Recipes – № 83
When I turned 40 a few years ago (it's not important how many), my wife gave me a private cooking lesson with our friend Jordan Frosolone, who was then Chef de Cuisine at Hearth in NYC. It was a big hit with the birthday boy: I learned how to sauté mushrooms without making them soggy, crisp the skin on pan-fried fish, sear sea scallops and blanch spring vegetables. Hearth is known for its luxuriously textured, improbably soft gnocchi, and lucky for you, Chef Jordan let me in on that secret too.
The key to making these, or any, gnocchi is to use as little flour as possible without letting the gnocchi fall apart. Use too much flour and you end up with something dense and chewy, like store-bought gnocchi. Use too little and you end up with potato soup when boiling the gnocchi. The genius of this recipe is that it gets away with less flour because the potatoes are baked instead of boiled, ridding them of much of the moisture that would otherwise need to be soaked up by additional flour. The result is a gnocchi that melts in your mouth.
This recipe is just for the gnocchi, but I include instructions about reheating them in your favorite sauce. In the summer, homemade gnocchi are fantastic with a simple summer tomato sauce, a scoop of ricotta and some fresh basil.
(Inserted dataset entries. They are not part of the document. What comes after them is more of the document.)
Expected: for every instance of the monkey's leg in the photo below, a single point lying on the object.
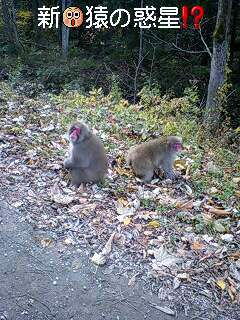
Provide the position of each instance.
(68, 163)
(168, 170)
(81, 175)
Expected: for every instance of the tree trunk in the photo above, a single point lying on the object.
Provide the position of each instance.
(37, 31)
(218, 75)
(65, 30)
(10, 25)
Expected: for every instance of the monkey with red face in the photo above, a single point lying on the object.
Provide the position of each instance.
(87, 160)
(158, 153)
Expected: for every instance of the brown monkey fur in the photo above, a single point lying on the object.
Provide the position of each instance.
(154, 154)
(87, 160)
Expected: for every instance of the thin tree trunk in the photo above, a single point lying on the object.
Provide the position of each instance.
(216, 94)
(140, 58)
(65, 31)
(236, 9)
(37, 31)
(10, 25)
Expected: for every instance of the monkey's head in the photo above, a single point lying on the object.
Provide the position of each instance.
(174, 144)
(78, 132)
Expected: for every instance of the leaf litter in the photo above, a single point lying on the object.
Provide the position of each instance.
(160, 231)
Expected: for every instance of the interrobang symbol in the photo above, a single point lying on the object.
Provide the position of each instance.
(198, 16)
(196, 11)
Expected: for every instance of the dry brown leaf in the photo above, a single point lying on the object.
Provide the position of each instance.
(127, 221)
(220, 212)
(237, 193)
(197, 246)
(236, 179)
(123, 202)
(46, 242)
(185, 205)
(154, 224)
(221, 284)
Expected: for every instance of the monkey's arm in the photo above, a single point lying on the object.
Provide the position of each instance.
(167, 167)
(68, 163)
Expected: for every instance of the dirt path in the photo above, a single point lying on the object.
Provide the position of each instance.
(51, 283)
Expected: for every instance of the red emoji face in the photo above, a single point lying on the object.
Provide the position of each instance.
(72, 17)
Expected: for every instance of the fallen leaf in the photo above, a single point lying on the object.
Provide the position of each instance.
(221, 284)
(236, 179)
(98, 259)
(164, 309)
(220, 212)
(219, 227)
(58, 197)
(154, 224)
(132, 281)
(47, 242)
(237, 193)
(185, 205)
(164, 259)
(197, 246)
(127, 221)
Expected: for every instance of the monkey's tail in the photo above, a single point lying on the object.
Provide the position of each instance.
(129, 159)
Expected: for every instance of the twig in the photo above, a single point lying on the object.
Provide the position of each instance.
(188, 51)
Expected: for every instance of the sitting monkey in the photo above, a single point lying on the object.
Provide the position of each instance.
(87, 160)
(157, 153)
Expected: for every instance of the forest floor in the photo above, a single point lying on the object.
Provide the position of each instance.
(181, 244)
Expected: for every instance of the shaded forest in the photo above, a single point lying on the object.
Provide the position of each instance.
(130, 85)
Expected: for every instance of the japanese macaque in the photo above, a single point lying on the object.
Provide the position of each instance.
(87, 157)
(158, 153)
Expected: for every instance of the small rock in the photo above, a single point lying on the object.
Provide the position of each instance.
(227, 237)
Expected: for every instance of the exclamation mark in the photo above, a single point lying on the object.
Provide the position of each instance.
(184, 16)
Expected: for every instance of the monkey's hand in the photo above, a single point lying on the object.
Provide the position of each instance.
(68, 163)
(170, 175)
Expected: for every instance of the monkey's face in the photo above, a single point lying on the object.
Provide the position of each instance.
(74, 134)
(177, 147)
(78, 132)
(175, 144)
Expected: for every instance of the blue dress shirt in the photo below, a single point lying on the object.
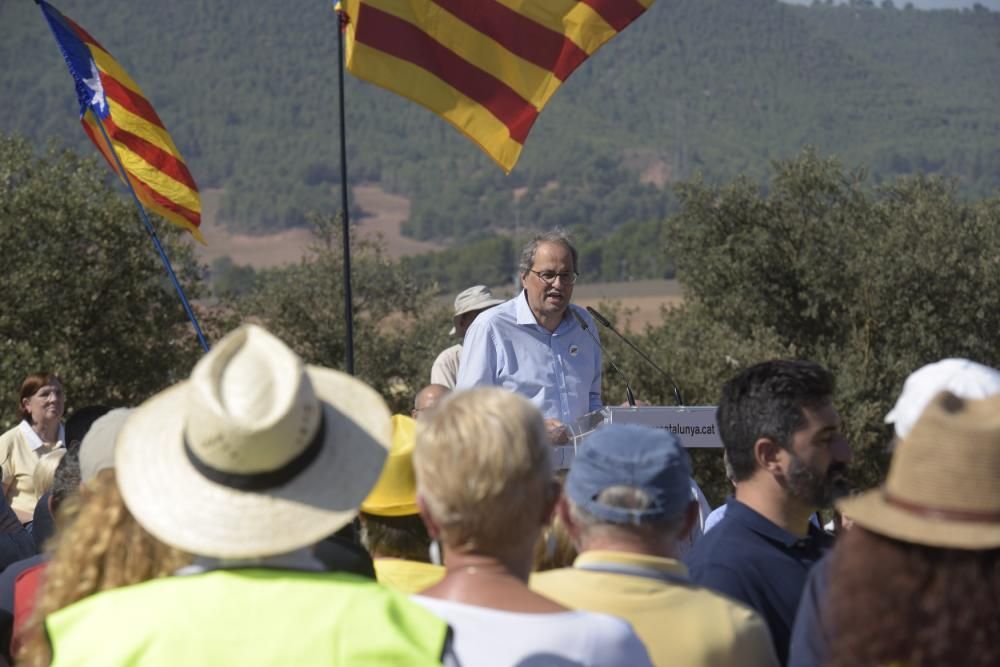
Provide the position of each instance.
(559, 371)
(760, 564)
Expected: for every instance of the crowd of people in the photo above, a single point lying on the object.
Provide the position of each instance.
(265, 511)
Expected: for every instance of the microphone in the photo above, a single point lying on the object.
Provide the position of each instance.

Gnocchi freeze well and can be made ahead. Use about 6 oz of frozen gnocchi per person for a primi or 9 oz for a main course.
Pre-heat oven to 350F. Poke a few small holes with a knife into the washed potatoes. Bake potatoes for 1.5-2 hours until they feel soft to the touch. Cut in half lengthwise and let cool, cut side up, for 15 minutes or so until not much warmer than room temperature. Scoop the flesh out of the potato skins and squeeze through the potato ricer onto your largest cutting board. Chop the mixture with a bench scraper for a few minutes until smooth. Sprinkle the fine sea salt and around 3 ounces of the flour over the mixture and work the flour into the dough by chopping it with the bench scraper. Sprinkle another ounce of flour and incorporate into the dough as before. If the dough still feels wet, incorporate more flour. It's better to end up with gnocchi that are slightly firmer than they need to be than something that dissolves in the boiling water. Knead the dough for a few minutes and slam it onto the cutting board to rid it of any remaining air or flour pockets. Shape the dough into an even log with a diameter of 3 inches or so, place it near the far edge of your cutting board, sprinkle some flour on top to prevent it from drying out and let it rest for 5 minutes.
Sprinkle the cutting board with some flour and slice a 3/4-inch piece off the log with the bench scraper. Gently roll the piece on the board under your finger tips to form an even roll not much wider than a half inch. (If the roll doesn’t hold, work more flour into all of the dough until it does.) Repeat with two or three more pieces and align rolls next to each other, leaving half-inch gaps between them. Sprinkle rolls with some more flour. Cut the rolls with the bench scraper into gnocchi that are a tad longer than they are wide. Cut all 3 or 4 rolls simultaneously with each cut. Pat yourself on the shoulder for being a bona fide gnocchi factory. Sprinkle more flour onto two large plates and carefully place the gnocchi on the plates. Repeat these steps with the rest of the dough and place all of them on the two plates, sprinkling more flour where necessary to prevent the gnocchi from sticking to each other. At this point they can be frozen on the plates for later use (once frozen, gnocchi can be placed in a freezer bag) or kept out for immediate use.
Cooking and reheating homemade gnocchi before serving isn't difficult, but you do need to pay attention to avoid overcooking and dissolving them. Bring a large pot of liberally salted water to a rolling boil over high heat. Fill a large mixing bowl with equally salty ice water and place a colander inside it. Heat the sauce in a large frying pan and and turn the heat down to a simmer. Once the water is boiling, place the fresh or frozen gnocchi in the water and stir the water once near the surface with a mesh skimmer (this is to gently prevent the gnocchi from getting stuck at the bottom or to each other). Wait for the gnocchi to float to the surface and immediately scoop them into the ice bath with the mesh strainer. Fresh gnocchi only take a few moments to cook, frozen gnocchi will take a minute or two - if you wait too long, they will start to disintegrate in the water. Once you've placed all the gnocchi in the ice bath, submerge the colander in the ice water a few times to cool all the gnocchi completely and drain. Turn the heat under the sauce to high. Add the gnocchi and reheat as fast as possible, occasionally stirring or shaking the pan. Serve.